Methods: A prospective study (n = 534) of CM III/IV patients. Rhythm captured during hospitalization, discharge, 3, 6, 12 and 24 months and verified by electrocardiogram and 24-h holter. Subsequent SR interventions were captured. Logistic regression identified predictors of discharge rhythm. HRQL (Short-Form 12; AF symptom frequency and Severity Checklist V3) obtained during follow-up.
Results: Eighty-eight percent were discharged in SR (n = 469). LA size (OR = 1.36, CI: 1.02-1.82, P = 0.035) and long-standing AF type (OR = 2.68, CI: 1.31-5.50, P = 0.007) were the only independent predictors of non-SR at discharge. Lower rates of SR at 2 years were found in patients discharged in non-SR (75 vs 91%, P = 0.01). Patients discharged in SR had fewer perioperative morbidities [prolonged ventilation >24 h (6 vs 14%, P = 0.03), renal failure requiring dialysis (0.9 vs 5%, 0.04) and pneumonia (2 vs 9%, P = 0.005)]. During follow-up (mean = 43 ± 27 months), patients discharged in SR had fewer cardioversions (15 vs 29%, P = 0.006), similar percutaneous catheter ablations (6 vs 5%, P = 1.00) and no difference in late embolic strokes (1.5 vs 1.1%, P = 0.54).
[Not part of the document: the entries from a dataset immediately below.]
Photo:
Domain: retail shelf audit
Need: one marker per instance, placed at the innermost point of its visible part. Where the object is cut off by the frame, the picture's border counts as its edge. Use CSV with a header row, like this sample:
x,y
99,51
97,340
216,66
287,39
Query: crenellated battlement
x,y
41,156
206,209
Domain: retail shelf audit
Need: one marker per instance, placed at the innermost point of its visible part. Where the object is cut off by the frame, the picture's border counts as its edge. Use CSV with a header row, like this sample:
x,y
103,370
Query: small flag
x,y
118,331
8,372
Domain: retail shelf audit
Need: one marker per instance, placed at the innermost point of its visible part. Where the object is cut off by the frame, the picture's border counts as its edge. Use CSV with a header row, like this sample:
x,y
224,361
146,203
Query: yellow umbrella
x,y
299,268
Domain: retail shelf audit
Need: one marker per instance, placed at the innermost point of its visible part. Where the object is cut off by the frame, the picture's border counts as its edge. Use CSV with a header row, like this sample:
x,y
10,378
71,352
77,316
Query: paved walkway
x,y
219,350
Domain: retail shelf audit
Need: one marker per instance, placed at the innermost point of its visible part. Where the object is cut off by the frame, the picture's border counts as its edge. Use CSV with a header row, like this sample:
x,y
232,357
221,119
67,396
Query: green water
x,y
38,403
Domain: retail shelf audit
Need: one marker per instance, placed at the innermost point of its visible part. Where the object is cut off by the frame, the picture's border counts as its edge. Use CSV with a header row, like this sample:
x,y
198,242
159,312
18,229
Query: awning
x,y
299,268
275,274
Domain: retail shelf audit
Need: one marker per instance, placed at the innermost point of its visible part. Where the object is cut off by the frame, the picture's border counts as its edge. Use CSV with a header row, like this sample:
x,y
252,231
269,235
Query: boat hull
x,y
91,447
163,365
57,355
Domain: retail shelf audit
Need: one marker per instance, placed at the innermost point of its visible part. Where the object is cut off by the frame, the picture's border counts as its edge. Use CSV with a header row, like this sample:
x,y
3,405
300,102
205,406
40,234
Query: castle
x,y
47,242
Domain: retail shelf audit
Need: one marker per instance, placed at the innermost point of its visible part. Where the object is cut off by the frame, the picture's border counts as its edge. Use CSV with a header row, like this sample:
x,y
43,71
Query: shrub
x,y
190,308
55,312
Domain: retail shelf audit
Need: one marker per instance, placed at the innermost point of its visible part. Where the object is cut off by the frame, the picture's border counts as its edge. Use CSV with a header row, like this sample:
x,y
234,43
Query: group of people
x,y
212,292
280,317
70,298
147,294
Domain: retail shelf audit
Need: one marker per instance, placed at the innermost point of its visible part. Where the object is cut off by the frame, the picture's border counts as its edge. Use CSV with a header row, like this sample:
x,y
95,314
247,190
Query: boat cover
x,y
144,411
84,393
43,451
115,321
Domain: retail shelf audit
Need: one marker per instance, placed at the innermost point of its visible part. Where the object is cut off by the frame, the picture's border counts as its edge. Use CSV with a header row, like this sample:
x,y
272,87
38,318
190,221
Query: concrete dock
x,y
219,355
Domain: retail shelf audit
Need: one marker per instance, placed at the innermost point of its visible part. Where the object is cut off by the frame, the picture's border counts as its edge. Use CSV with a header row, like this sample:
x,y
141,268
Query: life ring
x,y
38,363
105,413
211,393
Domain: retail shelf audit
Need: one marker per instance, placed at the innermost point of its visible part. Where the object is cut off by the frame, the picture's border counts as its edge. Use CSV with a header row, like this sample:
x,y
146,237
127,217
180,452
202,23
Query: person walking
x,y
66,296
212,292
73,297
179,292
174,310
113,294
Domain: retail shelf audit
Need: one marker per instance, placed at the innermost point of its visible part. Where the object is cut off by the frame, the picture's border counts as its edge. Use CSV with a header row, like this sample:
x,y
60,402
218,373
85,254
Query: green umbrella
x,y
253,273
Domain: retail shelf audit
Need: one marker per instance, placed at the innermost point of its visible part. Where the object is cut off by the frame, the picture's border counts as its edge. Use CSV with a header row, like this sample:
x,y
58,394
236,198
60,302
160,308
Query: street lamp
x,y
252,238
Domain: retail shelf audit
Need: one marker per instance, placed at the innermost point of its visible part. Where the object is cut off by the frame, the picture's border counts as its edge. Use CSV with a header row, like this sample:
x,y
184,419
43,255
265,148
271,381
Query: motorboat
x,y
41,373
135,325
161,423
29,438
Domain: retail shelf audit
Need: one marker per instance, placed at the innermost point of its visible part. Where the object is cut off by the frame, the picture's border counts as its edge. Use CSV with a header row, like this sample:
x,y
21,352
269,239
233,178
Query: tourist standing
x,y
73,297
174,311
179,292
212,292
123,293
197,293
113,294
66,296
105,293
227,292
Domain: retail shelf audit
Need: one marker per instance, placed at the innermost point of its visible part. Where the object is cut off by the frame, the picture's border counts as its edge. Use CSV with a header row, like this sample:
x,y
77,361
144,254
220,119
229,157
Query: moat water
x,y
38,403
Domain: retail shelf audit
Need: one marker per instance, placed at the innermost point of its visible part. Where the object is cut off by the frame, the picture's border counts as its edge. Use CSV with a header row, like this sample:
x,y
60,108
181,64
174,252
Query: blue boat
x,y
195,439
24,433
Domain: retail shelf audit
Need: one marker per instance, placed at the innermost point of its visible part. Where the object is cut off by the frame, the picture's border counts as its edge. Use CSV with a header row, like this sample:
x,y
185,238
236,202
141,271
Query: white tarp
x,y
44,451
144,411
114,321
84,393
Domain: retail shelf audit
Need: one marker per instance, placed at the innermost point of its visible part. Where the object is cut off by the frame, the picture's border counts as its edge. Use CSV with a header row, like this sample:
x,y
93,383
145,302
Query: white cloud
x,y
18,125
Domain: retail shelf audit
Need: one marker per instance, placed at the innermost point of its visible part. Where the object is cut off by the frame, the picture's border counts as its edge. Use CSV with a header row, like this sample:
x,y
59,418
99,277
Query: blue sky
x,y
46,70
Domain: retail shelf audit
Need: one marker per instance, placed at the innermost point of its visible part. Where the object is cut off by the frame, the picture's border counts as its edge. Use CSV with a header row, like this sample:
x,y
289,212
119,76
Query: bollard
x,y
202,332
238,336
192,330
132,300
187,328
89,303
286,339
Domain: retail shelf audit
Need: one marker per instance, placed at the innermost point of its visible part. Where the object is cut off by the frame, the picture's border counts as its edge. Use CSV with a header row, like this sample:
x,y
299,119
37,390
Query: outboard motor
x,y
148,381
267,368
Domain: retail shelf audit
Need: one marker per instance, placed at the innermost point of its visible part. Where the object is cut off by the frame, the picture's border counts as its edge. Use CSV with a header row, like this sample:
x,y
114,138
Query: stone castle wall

Conclusions: In this large prospective cohort study, rhythm at discharge was found to be clinically significant with predicting SR at 24 months. Surgeons should be aware that the prognosis of non-SR patients at discharge remains excellent with high rates of SR at 24 months if managed appropriately using rhythm rather than rate control strategies.